US President Donald Trump is set to scrap a programme that grants work permits to immigrants who arrived in the country illegally as children, a move likely to impact more than 7,000 Indian-Americans, a media report said today.
US President Donald Trump is set to scrap a programme that grants work permits to immigrants who arrived in the country illegally as children, a move likely to impact more than 7,000 Indian-Americans, a media report said today. The programme -– Deferred Action for Children Arrival (DACA) –- was a key immigration reform of the former US President Barack Obama. White House Press Secretary Sarah Sanders told reporters on Friday that Trump would take a decision on the issue tomorrow. However, Politico in an exclusive story reported Sunday that Trump has already decided to rescind this programme and senior administration officials are now discussing the rollout of his decision which could come later this week.
However, senior administration officials have cautioned that there might be changes in Trump’s decision until it is formally announced, Politico reported. Such a decision by the US President, which is one of his poll promises, is expected to draw widespread criticism including those from his own Republican party. The move is likely to impact some 750,00 undocumented workers including more than 7,000 Indian-Americans.
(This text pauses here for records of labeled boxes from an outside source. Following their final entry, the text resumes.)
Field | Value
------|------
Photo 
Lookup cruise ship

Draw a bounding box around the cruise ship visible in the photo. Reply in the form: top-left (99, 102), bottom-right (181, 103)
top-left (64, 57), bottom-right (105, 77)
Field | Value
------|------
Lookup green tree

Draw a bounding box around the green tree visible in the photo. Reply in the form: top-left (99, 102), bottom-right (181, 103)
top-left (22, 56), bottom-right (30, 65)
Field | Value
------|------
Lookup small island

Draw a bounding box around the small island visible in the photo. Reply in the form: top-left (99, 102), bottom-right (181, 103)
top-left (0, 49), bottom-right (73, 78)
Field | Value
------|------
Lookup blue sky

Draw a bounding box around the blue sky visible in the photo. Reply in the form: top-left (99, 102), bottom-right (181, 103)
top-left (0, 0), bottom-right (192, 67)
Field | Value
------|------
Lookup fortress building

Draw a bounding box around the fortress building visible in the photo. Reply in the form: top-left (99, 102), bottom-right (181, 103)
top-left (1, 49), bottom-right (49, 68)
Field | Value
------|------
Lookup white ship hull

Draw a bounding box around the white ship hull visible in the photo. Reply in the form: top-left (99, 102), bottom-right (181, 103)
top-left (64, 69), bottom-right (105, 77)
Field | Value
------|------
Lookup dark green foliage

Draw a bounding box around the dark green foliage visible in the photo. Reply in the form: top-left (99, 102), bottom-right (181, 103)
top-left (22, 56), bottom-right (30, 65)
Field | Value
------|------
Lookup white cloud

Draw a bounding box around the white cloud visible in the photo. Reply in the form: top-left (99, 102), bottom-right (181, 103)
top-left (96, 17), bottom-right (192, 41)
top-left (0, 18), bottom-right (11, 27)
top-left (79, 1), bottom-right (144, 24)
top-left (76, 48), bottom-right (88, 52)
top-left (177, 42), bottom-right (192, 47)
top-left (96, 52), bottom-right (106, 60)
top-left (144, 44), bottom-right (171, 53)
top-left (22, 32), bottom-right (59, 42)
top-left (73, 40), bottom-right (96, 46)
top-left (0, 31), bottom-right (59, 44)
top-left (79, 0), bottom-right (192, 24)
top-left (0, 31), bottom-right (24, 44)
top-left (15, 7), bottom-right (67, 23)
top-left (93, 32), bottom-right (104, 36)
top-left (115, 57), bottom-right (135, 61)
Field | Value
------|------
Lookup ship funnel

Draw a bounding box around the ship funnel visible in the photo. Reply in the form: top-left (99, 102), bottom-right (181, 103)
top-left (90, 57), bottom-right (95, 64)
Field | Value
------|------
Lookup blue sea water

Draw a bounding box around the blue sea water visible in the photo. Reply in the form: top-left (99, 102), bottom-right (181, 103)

In a radio interview Paul Ryan, Speaker of the US House of Representatives said that Trump should not terminate DACA as “these children know no other country than the US”. “I actually don’t think he should do that. I believe that this is something that Congress has to fix,” Ryan said on radio station WCLO in Janesville, Wisconsin. India ranks 11th among countries of origin for DACA students, according to the US Citizenship and Immigration Services statistics available till March 31, 2017. “Deporting patriotic, courageous young men and women who are American in every way would be disastrous for our communities, our economy and our nation,” said Congresswoman Nancy Pelosi, Democratic leader in the US House of Representatives.
In a study released last week, CATO Institute said that termination of DACA, which would result in possible deportation of these students could cost over $200 billion to the American economy and the cost to the government would be $60 billion. The average DACA recipient is 22 years old, employed, and a student. 17 per cent of them are on track to complete an advanced degree.